Deux mots sur le dossier
Comme il n’est pas forcément inutile par les temps qui courent d’apporter quelques précisions techniques, on posera simplement ici le déroulé de la construction du dossier judiciaire. Tout d’abord, il s’agit d’une plainte initiée par le ministère de l’Intérieur contre un site anarchiste.
Le 18 février, jour même de reproduction du texte sur cettesemaine.info, la plate-forme PHAROS reçoit une dénonciation anonyme, se saisit de l’affaire, et c’est donc tout d’abord l’OCLTIC (Office Central de Lutte contre la Criminalité liée aux Technologies de l’Information et de la Communication) basé à Nanterre qui gère l’affaire. Les deux phrases incriminées resteront les mêmes du début à la fin. Rappelons-les une fois pour toutes : « Nous ne demanderons pas justice, pas plus que nous ne parlerons d’ «innocence» ou de «culpabilité» car nous détestons la justice autant que les flics et l’ordre qu’ils défendent.
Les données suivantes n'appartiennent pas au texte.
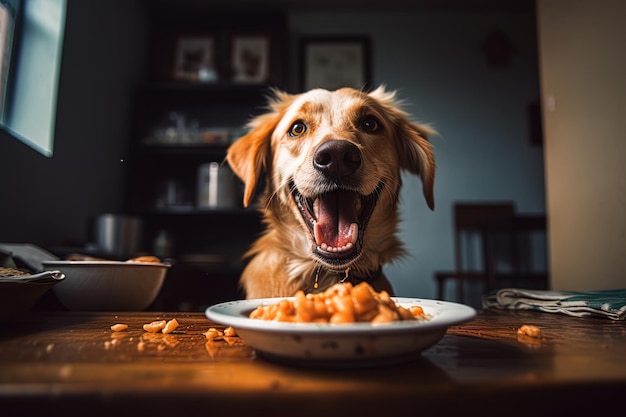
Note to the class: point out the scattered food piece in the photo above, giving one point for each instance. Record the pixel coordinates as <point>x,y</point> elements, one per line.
<point>529,330</point>
<point>170,326</point>
<point>155,326</point>
<point>213,334</point>
<point>119,327</point>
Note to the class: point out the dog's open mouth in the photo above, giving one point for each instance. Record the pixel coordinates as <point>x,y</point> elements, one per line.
<point>337,221</point>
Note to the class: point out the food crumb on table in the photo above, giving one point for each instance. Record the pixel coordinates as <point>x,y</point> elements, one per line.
<point>529,330</point>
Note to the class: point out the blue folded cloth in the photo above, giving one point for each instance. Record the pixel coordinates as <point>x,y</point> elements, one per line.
<point>603,303</point>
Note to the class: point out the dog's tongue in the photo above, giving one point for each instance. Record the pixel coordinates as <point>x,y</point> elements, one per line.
<point>336,219</point>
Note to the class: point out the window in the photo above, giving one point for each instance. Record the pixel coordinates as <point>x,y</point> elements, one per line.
<point>30,72</point>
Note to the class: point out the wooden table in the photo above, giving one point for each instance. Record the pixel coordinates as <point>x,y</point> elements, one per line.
<point>63,363</point>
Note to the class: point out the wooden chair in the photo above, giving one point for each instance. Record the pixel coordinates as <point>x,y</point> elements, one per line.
<point>491,248</point>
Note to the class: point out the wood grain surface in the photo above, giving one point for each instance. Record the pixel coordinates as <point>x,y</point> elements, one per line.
<point>54,362</point>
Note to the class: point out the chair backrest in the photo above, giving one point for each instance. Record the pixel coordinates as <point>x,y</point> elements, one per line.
<point>469,219</point>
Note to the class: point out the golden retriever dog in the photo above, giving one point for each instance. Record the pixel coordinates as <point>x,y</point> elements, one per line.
<point>331,164</point>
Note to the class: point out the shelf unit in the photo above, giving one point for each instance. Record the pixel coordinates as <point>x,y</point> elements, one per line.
<point>205,244</point>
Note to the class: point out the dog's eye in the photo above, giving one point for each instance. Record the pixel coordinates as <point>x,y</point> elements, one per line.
<point>370,124</point>
<point>297,129</point>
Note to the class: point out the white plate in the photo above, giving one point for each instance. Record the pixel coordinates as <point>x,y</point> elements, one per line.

Répandons plutôt le désordre et le feu partout où ces ordures nous pourrissent la vie ! » ; et « À la 1ère, à la 2ème, à la 3ème voiture brulée, on aime tou-te-s les grillades de condés ! » Dénichant rapidement un IP et un domicile qui lui correspond suite à une demande à l’hébergeur commercial de ce site (OVH), le seul IP qui s’est connecté à la partie administration du site en question ce jour-là, l’OCLTIC boucle son sale travail dès le 22 février. Il retient initialement la qualification d’ « apologie de terrorisme » puis finalement celle qui restera, de « provocation non suivie d’effet au crime ou au délit ». Cela tombe d’ailleurs bien, puisque l’IP correspond à celui d’un ennemi déclaré de l’Etat, un « individu connu des services de Police pour des faits de violences volontaires, vol avec effractions et de nombreuses destructions/dégradations en qualité de mis en cause», selon le fichier de Traitement des Antécédents Judiciaires reproduit avec délectation dans la procédure.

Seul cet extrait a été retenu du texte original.